Notre société permissive exhorte la liberté des échanges sexuels et considère maintenant l'homosexualité, longtemps réprouvée par nos mœurs, comme légitime. Cette libéralisation des comportements, fondée sur l'échangisme, favorise la transmission du virus, les acteurs ne prenant pas toujours conscience des risques encourus lors des relations sans préservatifs. Si l'on ajoute à cette conduite, l'inconscience de certains individus, qui, se sachant séropositifs, n'hésitent pas à avoir des relations avec des personnes non contaminées, sans prendre les précautions élémentaires de protection, on est loin de casser cette spirale infernale de progression de la maladie…
Mais le virus s’attrape aussi par les seringues utilisées par les drogués, quand elles servent à plusieurs reprises. 4000 français viennent s'ajouter chaque année à la liste des séropositifs.
La communauté internationale ne semble pas trop s'inquiéter du constat que l'ONU vient de dresser. La propagation de la maladie laisse indifférent, par contre, les actes de terrorisme contre le World Trade Center et le Pentagone, ayant entraîné la mort de milliers de personnes, nous choquent.
A l'inverse, ce que j'appellerai les morts parcimonieuses, ne nous dérangent pas : en France, des milliers de personnes meurent sans que l'on en parle.
Voici une bien triste réalité illustrée par ces chiffres annuels : 20000 décès dûs au cancer, soit 56 par jour. 15000 décès imputables à la consommation de tabac, soit 42 par jour. 8000 morts sur les routes, soit 22 par jour. J'oublie les morts imputables à l'alcoolisme et aux maladies cardio-vasculaires qui font, elles aussi de nombreuses victimes.
Mais également, des évènements catastrophiques, où plusieurs milliers de personnes meurent instantanément. Ces morts exceptionnelles nous laisse de marbre.
Pour rester concentré sur le Sida, même si des campagnes de sensibilisation mettent l'accent sur la prévention, et que l'accès aux traitements pour tous les français est une réalité, la maladie est loin d'être éradiquée. Il faut maintenant aller plus loin, notamment en insistant sur la prévention et par la mise en place plus soutenue de programmes pour la recherche médicale.
Ce n'est malheureusement pas le cas en Afrique, où il devient urgent de prendre des mesures énergiques si l'on veut éviter une catastrophe humanitaire. Un exemple désolant : un enfant en gestation dans le ventre de sa mère séropositive, est déjà atteint de la maladie. Pas encore né, il est déjà condamné.

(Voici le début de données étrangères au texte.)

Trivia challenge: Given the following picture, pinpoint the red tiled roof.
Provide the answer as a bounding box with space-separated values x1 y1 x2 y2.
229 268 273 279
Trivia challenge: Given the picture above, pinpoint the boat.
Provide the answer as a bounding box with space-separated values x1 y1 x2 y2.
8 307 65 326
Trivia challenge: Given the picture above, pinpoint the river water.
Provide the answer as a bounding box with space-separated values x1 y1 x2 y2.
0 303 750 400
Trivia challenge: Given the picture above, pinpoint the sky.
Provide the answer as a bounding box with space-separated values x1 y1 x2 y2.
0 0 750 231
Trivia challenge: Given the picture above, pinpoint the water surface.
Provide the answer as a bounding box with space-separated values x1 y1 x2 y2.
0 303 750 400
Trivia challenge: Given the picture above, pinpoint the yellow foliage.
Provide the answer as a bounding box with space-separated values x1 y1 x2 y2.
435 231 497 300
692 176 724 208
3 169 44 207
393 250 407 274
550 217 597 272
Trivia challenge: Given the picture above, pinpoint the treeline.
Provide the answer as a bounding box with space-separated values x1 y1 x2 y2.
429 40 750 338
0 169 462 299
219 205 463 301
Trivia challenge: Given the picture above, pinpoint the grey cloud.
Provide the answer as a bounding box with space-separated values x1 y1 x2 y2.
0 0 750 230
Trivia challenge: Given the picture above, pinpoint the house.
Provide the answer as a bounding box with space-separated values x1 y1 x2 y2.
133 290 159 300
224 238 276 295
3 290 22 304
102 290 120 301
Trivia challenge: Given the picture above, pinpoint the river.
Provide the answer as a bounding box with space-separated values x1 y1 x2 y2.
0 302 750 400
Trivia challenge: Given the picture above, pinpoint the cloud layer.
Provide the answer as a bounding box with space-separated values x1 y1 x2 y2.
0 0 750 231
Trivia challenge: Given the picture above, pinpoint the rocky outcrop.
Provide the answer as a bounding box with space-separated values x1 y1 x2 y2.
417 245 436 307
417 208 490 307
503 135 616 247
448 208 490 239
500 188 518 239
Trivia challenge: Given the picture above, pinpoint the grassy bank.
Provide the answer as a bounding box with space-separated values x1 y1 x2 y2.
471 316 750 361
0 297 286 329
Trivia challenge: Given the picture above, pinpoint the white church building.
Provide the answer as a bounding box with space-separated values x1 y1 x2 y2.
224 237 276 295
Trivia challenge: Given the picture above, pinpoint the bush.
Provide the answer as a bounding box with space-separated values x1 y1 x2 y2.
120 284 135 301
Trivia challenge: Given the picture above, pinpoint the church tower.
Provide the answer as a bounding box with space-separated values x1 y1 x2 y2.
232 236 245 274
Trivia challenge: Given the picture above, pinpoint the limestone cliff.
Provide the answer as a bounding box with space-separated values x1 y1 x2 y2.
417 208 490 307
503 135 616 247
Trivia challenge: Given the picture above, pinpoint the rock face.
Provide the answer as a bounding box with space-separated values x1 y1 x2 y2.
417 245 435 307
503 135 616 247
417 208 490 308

Nous, occidentaux, restons passifs devant cette calamité.
Et si, à l'instar de celle qui a existé, il y a des milliers d'années, du temps de Sodome et Gomorrhe, notre civilisation devenait décadente à cause du fléau du Sida, au point de se détruire ?

Je ne crois pas du tout à la colère divine qui s'abattrait sur l'humanité, comme celle, qui, pour punir les habitants de ces villes, aux moeurs dissolues, qui avaient été anéanties par le feu.
Notre civilisation s'autodétruira, soit par des épidémies de grande ampleur, soit peut-être par le sida si la maladie continue de progresser, à moins qu'un accident nucléaire, provoqué par l’Homme, vienne précipiter les choses...

Si notre civilisation disparaît, d'autres naîtront.